I am doing a lot of wrestling and maybe thats why I can’t put a foot forward into the public forum.
Wrestling. A few areas of my life have called me to wrestle. As a blogger I am wrestling with a notion that to write about what we do as ranchers gives some feeling that we are unique or special when in fact we are doing what many we know do, and having experiences very similar to many others. What I have begun to come to peace with is that in fact and of course we are not much different from the others in this fraternity of ranchers we dwell among, but I like to write and I can get some stuff across. The writing I can do is something that I bring to the mix, others have other gifts that I don’t have, so maybe its okay to express myself and put a foot forward into the public forum with the thoughts and stories that are ours. I have received many messages of encouragement among these lines and that has helped me know its good that I write even if I struggle with feeling weird about it sometimes. Several years ago when I was rather deep into Facebook my Mom would express a bit of chagrin at how much I shared, she herself had a much more private approach to life, she simply couldn’t understand what motivated me. I find it interesting to have spent much of the last month feeling so similiar to what she expressed for herself. The reality of feeling private really did have the effect of bringing the blog to a halt because I don’t really have much material other than what arises from being human and being ranchers in this time.
I am glad to share that the last month has been very good for me. I have been enjoying summer. Unlike many places in the world we have had pretty normal summer weather, unlike many other places on the prairie we have had the right amount of rain. After last summer where tears fell readily in the face of devastating conditions, we breathe deeply at the sight of the bales in our fields. We have had mostly cool nights. I planted some flowers this year and they are currently blooming abundantly and are so pretty. The schedule has been different. We got a little down time before haying started. All this has conspired to have me feeling happier than I have in many summers. I usually struggle in July and August. All of the good stuff could change in an instant, I know that, from experience, but for today I am living in the moment and expressing a deep well of gratitude for the multitude of blessings that I know to be my truth.
Over the last couple of weeks I have taken pictures and been photographed in ways that I found thought provoking. This morning an older picture came to my attention creating this set.

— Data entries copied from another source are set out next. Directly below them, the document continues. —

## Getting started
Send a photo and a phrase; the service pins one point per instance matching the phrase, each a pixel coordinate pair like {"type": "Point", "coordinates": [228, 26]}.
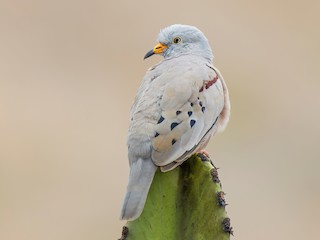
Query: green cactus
{"type": "Point", "coordinates": [186, 203]}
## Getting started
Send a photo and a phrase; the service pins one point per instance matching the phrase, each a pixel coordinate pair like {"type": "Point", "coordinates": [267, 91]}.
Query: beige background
{"type": "Point", "coordinates": [68, 75]}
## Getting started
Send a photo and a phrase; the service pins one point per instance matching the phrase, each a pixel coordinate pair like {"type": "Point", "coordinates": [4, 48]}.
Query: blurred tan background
{"type": "Point", "coordinates": [68, 75]}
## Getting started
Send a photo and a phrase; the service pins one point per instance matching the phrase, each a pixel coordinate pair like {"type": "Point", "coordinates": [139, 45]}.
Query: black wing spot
{"type": "Point", "coordinates": [173, 125]}
{"type": "Point", "coordinates": [192, 122]}
{"type": "Point", "coordinates": [161, 120]}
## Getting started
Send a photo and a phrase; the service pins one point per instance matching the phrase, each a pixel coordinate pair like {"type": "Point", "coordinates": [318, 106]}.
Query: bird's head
{"type": "Point", "coordinates": [177, 40]}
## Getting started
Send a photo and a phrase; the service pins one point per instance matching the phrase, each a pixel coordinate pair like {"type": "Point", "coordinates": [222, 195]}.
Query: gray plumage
{"type": "Point", "coordinates": [181, 103]}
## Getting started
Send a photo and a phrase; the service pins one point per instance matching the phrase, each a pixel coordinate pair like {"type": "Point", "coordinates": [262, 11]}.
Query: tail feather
{"type": "Point", "coordinates": [141, 175]}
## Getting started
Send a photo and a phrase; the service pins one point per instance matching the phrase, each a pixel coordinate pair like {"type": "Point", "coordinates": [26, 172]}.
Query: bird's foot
{"type": "Point", "coordinates": [204, 156]}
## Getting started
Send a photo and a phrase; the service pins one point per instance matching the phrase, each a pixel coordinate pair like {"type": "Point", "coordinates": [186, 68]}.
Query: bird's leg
{"type": "Point", "coordinates": [204, 156]}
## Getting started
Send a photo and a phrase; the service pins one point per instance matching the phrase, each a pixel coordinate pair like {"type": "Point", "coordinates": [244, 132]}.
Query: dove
{"type": "Point", "coordinates": [182, 101]}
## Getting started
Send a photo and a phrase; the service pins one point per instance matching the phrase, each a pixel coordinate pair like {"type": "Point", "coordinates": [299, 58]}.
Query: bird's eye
{"type": "Point", "coordinates": [176, 40]}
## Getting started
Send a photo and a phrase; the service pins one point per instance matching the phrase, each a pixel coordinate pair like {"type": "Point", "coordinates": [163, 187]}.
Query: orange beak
{"type": "Point", "coordinates": [159, 48]}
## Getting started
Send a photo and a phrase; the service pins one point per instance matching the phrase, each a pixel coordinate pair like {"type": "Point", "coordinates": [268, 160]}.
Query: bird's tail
{"type": "Point", "coordinates": [140, 179]}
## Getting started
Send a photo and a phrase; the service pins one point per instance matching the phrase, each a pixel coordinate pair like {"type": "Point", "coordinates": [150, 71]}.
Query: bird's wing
{"type": "Point", "coordinates": [189, 105]}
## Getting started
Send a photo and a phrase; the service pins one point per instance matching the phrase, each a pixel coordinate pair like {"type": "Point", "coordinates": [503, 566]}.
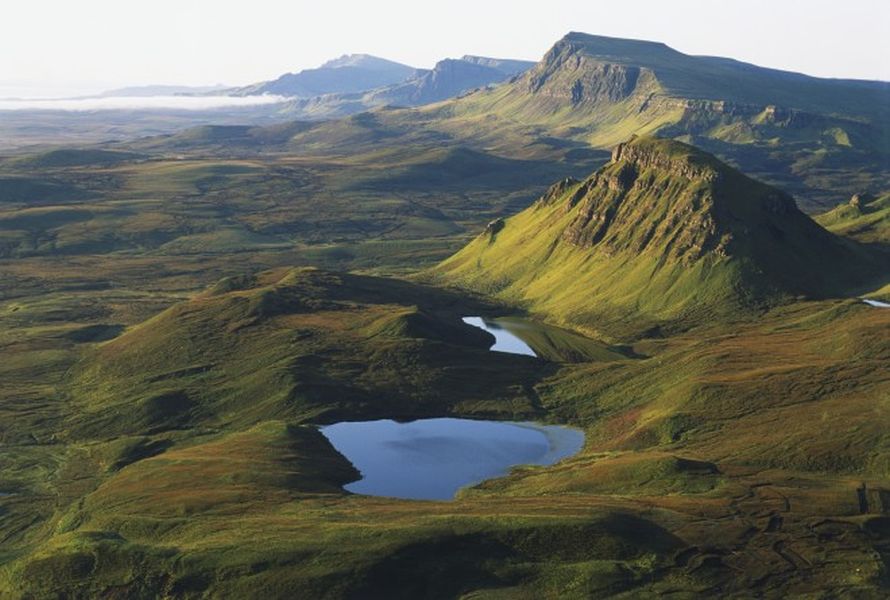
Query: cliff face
{"type": "Point", "coordinates": [663, 231]}
{"type": "Point", "coordinates": [799, 132]}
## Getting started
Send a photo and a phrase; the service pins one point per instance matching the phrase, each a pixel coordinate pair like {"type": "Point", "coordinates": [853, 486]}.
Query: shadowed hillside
{"type": "Point", "coordinates": [663, 232]}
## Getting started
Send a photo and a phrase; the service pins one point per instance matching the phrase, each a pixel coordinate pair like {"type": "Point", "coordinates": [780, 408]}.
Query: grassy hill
{"type": "Point", "coordinates": [290, 342]}
{"type": "Point", "coordinates": [866, 219]}
{"type": "Point", "coordinates": [662, 233]}
{"type": "Point", "coordinates": [785, 128]}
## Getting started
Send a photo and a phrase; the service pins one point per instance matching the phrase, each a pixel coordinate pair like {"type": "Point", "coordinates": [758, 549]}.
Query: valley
{"type": "Point", "coordinates": [189, 314]}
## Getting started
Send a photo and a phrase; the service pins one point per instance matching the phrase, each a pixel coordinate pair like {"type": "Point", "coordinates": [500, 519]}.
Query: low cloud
{"type": "Point", "coordinates": [140, 103]}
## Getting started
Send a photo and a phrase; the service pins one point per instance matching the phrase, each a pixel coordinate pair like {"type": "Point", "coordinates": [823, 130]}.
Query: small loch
{"type": "Point", "coordinates": [431, 459]}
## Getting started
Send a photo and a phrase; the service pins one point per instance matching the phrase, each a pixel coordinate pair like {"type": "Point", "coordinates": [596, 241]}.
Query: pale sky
{"type": "Point", "coordinates": [57, 47]}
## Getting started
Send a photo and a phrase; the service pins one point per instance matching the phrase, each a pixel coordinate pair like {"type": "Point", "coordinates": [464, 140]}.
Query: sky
{"type": "Point", "coordinates": [69, 47]}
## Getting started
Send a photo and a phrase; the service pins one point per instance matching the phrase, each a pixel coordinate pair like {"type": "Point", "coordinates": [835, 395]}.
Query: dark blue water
{"type": "Point", "coordinates": [505, 341]}
{"type": "Point", "coordinates": [431, 459]}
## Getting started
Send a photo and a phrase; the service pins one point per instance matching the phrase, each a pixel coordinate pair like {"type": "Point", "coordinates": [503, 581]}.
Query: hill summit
{"type": "Point", "coordinates": [663, 232]}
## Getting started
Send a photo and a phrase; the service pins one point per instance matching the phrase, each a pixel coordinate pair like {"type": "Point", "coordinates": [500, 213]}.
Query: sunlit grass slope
{"type": "Point", "coordinates": [663, 233]}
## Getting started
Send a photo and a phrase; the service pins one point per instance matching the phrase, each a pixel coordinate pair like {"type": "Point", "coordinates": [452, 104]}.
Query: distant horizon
{"type": "Point", "coordinates": [210, 43]}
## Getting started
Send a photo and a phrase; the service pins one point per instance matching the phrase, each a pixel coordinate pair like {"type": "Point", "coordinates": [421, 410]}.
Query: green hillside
{"type": "Point", "coordinates": [863, 218]}
{"type": "Point", "coordinates": [785, 128]}
{"type": "Point", "coordinates": [662, 233]}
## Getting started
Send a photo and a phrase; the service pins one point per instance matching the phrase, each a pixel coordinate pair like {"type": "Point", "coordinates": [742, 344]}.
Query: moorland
{"type": "Point", "coordinates": [179, 312]}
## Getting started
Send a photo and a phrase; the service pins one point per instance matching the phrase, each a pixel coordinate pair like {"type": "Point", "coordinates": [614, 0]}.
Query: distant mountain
{"type": "Point", "coordinates": [507, 66]}
{"type": "Point", "coordinates": [803, 133]}
{"type": "Point", "coordinates": [449, 78]}
{"type": "Point", "coordinates": [161, 90]}
{"type": "Point", "coordinates": [663, 233]}
{"type": "Point", "coordinates": [348, 74]}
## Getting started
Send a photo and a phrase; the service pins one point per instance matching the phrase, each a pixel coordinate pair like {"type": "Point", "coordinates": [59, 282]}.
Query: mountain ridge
{"type": "Point", "coordinates": [664, 233]}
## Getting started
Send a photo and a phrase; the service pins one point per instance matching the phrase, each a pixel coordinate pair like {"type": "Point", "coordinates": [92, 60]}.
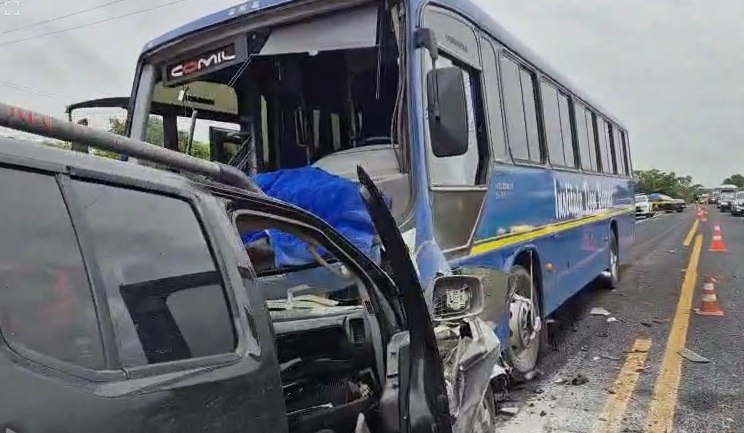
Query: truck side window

I have always been fascinated by hands, by all they do in a day, the ways they can become intensely dirty, very soiled by life’s yuck, and then be renewed and ready for the next thing. I have sometimes wondered if I should write a speech about this, title it something like, “Don’t be Afraid to Get Dirty.” My hands have tackled some serious yuck and they have also been to the absolute opposite extreme. The hands pictured here are the same ones that have baptized babies, broken sacred communion bread and rubbed lotion into the skin of my elders. Sometimes I wonder how this vast difference can be my truth. It makes me think of a song we sing that starts with the words, “Create in me a clean heart O God, and renew a right spirit within me.” Its probably true that we should worry less about the dirt under our own and others fingernails, and offer those song lyrics as a prayer alot more. After I hit the publish button I am going to go put a load of laundry in. The last big job of the day for these hands of mine. My head and my heart need to ponder a little more what it means to have a clean heart. That is a speech I am nowhere ready to write tonight but I suspect it has to do with love. Sweet dreams.